NASA requests help finding gov't use of standard OSS licenses.

David Woolley forums at david-woolley.me.uk
Mon May 2 10:05:48 UTC 2011


Ben Tilly wrote:

> 
> If you're OK with letting businesses take useful software that you
> release, enhancing it, and then trying to sell it (possibly back to
> you), then you should use a permissive license, like the MIT.
> 
> If you would like to reduce the ability of private companies to sell
> your hard work, consider something like the GPL or even the Affero
> GPL.  (The second one tries to extend the GPL model to websites.)

In neither paragraph are you actually talking about selling the software 
(in which case you would normally get source, and always get full rights).
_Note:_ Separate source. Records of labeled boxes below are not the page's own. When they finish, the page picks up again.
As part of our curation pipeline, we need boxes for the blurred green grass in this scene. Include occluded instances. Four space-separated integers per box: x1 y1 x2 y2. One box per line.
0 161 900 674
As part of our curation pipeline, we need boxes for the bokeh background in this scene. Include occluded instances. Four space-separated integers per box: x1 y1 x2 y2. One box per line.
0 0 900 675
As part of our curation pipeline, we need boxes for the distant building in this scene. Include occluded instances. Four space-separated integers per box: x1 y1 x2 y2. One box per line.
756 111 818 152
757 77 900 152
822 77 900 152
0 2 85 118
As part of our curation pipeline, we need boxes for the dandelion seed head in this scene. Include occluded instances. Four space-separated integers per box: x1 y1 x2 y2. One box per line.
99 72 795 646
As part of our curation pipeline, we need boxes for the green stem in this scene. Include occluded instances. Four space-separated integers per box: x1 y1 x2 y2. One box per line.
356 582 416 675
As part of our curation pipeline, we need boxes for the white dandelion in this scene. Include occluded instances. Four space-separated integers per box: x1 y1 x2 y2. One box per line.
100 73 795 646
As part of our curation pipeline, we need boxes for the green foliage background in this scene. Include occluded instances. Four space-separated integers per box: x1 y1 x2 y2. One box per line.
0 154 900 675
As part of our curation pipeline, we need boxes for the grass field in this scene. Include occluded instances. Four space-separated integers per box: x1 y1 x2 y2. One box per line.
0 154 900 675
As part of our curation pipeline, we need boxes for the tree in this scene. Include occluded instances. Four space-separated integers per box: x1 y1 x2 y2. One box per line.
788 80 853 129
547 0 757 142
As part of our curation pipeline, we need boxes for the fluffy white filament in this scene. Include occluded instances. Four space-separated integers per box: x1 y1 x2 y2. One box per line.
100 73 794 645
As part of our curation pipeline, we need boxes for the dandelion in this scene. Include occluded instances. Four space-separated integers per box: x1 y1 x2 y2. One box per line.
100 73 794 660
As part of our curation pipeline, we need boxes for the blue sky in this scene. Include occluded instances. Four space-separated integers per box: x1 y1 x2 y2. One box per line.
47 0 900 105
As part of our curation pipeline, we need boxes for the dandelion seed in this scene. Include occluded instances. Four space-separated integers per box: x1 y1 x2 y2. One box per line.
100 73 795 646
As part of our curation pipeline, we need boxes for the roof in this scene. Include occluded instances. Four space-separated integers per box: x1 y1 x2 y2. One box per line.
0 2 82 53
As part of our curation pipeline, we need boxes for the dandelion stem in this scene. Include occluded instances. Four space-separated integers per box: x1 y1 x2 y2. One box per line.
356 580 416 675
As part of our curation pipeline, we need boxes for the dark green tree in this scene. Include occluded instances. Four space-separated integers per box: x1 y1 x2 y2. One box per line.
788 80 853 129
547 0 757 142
What you are talking about is selling a number of different things:

1) a copyright licence;
2) the service of providing the relevant files and possibly the supply 
of physical media;
3) support of software.

For the second paragraph, the organisation is not selling the second 
item and is giving you a redistribution right, but they may be selling 
items (1) and (3).

For the first paragraph, they may also sell additional promises (e.g. 
not to provide to a competitor).

In the second paragraph case, there may also be selling the ability to 
say you are using a particular brand, which can be valuable because of 
the credibility it gives.

The main real difference is whether the "seller" can maintain a monopoly 
on distribution.  Even that is not clear cut, as for many niche markets, 
recipients of open source software won't actually re-distribute it in 
practice.
-- 
David Woolley
Emails are not formal business letters, whatever businesses may want.
RFC1855 says there should be an address here, but, in a world of spam,
that is no longer good advice, as archive address hiding may not work.